家に戻り、門をくぐると、法子は小さなことに気がついた。どうしたことか、家中の雨戸が閉まっている。それを認めただけで、法子の心臓はきゅっと縮み上がった。また、蓼科に行くのだろうかと思ったのだ。
──全員で移動するんだろうか。また、寝かせてもらえなくなるんだろうか。
だが、家族が行きたいというのならば、法子はそれに従うだけのことだった。
「──ただいま」
おそるおそる玄関を開けると、家はしんと静まり返っている。法子は少しの間、サンダルを脱ぐのもためらわれて、闇《やみ》に沈んでいる家の中を呆然《ぼうぜん》と眺めていた。奇妙な緊迫感が漲っている。蓼科に行くにしては、あまりにも静か過ぎた。
「──ただいま」
もう一度、呟く。すると、奥からこと、こと、という音がして、微《かす》かに廊下を進んでくる足音が聞こえてきた。現れたのはふみ江だった。

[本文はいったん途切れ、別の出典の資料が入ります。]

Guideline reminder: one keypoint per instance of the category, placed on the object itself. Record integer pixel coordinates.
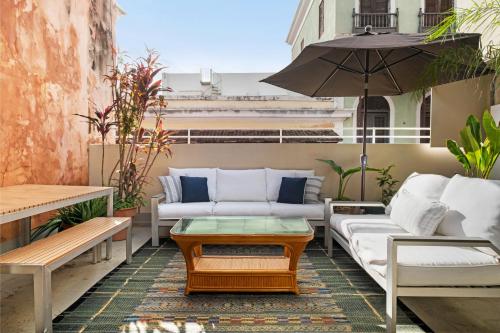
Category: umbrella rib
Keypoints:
(332, 74)
(390, 72)
(341, 65)
(376, 70)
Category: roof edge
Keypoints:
(298, 20)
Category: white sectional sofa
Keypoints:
(236, 193)
(460, 260)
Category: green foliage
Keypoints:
(70, 216)
(344, 177)
(387, 184)
(480, 146)
(466, 62)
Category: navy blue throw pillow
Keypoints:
(194, 189)
(292, 190)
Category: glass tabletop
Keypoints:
(240, 225)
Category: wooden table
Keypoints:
(242, 273)
(21, 202)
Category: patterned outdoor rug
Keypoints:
(148, 296)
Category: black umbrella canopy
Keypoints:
(393, 61)
(367, 65)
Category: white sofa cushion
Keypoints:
(209, 173)
(172, 188)
(274, 176)
(241, 185)
(417, 215)
(428, 266)
(310, 211)
(347, 225)
(474, 209)
(313, 189)
(429, 186)
(178, 209)
(242, 208)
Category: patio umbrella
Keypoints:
(366, 65)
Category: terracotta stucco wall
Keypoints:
(53, 55)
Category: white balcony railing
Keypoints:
(302, 135)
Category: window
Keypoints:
(321, 18)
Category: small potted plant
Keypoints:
(344, 178)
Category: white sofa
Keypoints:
(460, 260)
(236, 193)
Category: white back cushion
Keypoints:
(241, 185)
(274, 176)
(209, 173)
(429, 186)
(474, 209)
(417, 215)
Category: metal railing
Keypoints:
(380, 22)
(302, 135)
(429, 20)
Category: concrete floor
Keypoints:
(72, 280)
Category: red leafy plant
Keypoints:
(136, 94)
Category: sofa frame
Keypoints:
(156, 222)
(391, 286)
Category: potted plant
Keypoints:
(135, 92)
(67, 217)
(480, 146)
(344, 178)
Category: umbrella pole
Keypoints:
(364, 157)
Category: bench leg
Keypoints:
(129, 244)
(109, 248)
(43, 300)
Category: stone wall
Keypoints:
(53, 55)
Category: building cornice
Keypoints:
(298, 20)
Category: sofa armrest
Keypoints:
(396, 241)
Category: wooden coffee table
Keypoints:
(242, 273)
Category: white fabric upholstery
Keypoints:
(347, 225)
(428, 266)
(310, 211)
(209, 173)
(273, 182)
(429, 186)
(178, 209)
(474, 209)
(242, 208)
(417, 215)
(241, 185)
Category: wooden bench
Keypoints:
(42, 257)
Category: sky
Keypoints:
(225, 35)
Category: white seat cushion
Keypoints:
(178, 209)
(347, 225)
(241, 185)
(428, 266)
(310, 211)
(209, 173)
(425, 185)
(474, 209)
(242, 208)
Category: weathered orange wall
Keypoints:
(53, 55)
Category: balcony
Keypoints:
(380, 22)
(429, 20)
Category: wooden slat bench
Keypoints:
(42, 257)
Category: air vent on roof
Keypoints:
(206, 76)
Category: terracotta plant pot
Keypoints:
(125, 212)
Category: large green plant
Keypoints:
(344, 177)
(480, 146)
(69, 216)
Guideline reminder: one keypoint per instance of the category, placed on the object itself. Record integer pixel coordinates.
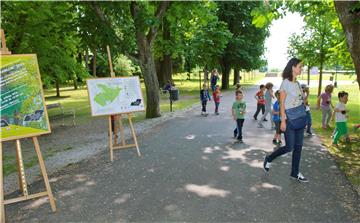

「ああ、おばあちゃん。どうしたんですか、雨戸なんか──」
「お玄関、鍵《かぎ》をかけてね」
ふみ江はまるで表情を動かさずにそれだけを言う。法子は慌てて踵《きびす》をかえし、日中は鍵をかけないことになっている玄関に鍵をかけた。背中に、痛いほどにふみ江の視線を感じる。早くも喉《のど》の奥がからからに乾いてきていた。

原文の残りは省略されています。